In today’s information-rich world, there’s no excuse for not staying current with the goings-on in your field, whether it’s real estate, technology or Web marketing. But while every industry and industry niche is awash in news sites and publications, you can uncover even more information by adding industry blogs and user-generated news sites to your reading list.
Despite the proliferation of these “News 2.0” sources of information, many people don’t take advantage of them. Don’t make that mistake. If you’re on a job interview and your potential boss mentions yesterday’s provocative post on one of your field’s must-read blogs, you want to be able to run with the remark -- not run from it.
To do that, you need to know how to tap trustworthy resources and manage the avalanche of information available online. Surfing from one story with a thousand “diggs” to another? That’s a recipe for disaster. You’ll waste time, and you’re likely to fall into the trap of believing all information is equal. To make the most of this new world of news, you need help figuring out what’s credible and how to manage your staple of information resources to stay productive. Here’s how you can hook into smart, credible News 2.0 sources.
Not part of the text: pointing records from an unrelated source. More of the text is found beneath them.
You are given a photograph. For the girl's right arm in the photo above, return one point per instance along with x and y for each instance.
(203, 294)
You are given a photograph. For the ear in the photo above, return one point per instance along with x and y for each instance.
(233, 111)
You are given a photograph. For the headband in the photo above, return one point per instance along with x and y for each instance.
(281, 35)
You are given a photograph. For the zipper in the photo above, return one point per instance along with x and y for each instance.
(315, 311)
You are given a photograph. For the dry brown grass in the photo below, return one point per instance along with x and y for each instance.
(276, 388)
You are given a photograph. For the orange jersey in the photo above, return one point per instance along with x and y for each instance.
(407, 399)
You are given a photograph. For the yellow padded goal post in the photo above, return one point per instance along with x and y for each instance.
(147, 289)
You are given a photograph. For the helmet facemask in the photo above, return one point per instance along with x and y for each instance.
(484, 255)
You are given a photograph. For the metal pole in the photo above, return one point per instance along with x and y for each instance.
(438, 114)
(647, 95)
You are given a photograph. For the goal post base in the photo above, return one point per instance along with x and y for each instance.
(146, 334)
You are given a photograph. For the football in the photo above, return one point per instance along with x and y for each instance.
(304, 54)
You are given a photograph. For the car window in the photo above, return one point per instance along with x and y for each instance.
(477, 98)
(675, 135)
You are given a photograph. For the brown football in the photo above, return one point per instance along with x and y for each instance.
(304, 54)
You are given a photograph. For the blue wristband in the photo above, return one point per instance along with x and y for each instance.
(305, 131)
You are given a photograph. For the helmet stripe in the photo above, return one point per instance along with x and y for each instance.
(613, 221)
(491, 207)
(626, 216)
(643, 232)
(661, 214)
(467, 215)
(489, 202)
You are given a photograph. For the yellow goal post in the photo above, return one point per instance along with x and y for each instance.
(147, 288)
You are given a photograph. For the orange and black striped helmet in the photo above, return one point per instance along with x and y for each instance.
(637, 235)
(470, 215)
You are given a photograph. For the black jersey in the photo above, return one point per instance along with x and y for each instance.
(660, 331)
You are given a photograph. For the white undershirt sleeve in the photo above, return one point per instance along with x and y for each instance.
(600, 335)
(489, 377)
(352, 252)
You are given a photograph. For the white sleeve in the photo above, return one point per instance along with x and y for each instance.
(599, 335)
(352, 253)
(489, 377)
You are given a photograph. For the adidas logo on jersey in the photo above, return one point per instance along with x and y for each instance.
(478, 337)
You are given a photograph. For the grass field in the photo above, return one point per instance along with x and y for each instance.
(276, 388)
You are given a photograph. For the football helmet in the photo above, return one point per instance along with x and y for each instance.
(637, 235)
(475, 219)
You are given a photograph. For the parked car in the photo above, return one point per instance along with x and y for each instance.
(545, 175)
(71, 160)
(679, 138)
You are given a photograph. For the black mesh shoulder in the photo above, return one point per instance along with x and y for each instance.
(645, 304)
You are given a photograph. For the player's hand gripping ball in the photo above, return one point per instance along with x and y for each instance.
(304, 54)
The Blogroll Is Your Friend
If you’ve dismissed blogs as quirky timewasters, think again. With even CEOs blogging, the trend is something more than a glorified mode of procrastination.
Google your industry and the word “blog” (or head right to Google Blog Search), and your search will turn up blogs crammed with industry news and resources. Start broadly (“nursing blog,” say) and then narrow your search (“ER nursing blog,” for instance) to see what’s out there. Blogs can be your ticket to industry news nirvana for a number of reasons:
- Bloggers assemble the latest headlines (and gossip) from a variety of sources, including mainstream publications and insider-y industry discussions.
- Blog comment sections give you a quick take on the discussion surrounding industry news.
- Blogs can help you tap a virtual community of insiders. Rather than just getting news, you may be able to make connections.
Blogs can also point you to other industry sources via the blogroll -- the blogger’s list of favorite blogs, publications and industry personalities. Think of the blogroll as an industry cheat sheet. If you find several active blogs for your field, use them (and their blogrolls) to track down industry podcasts, online-only publications and executive blogs.
Unlike the New York Times, blogs have little, if any, institutional history behind them, so how can you tell if a blog is reliable? The quality of the blogger’s writing and his level of fairness can provide some indication. You can also look to the comments section to see how others respond to the blogger’s posts. And if a blog is listed on plenty of other bloggers’ blogrolls, that’s a sure sign the blog is viewed as a top resource for your field.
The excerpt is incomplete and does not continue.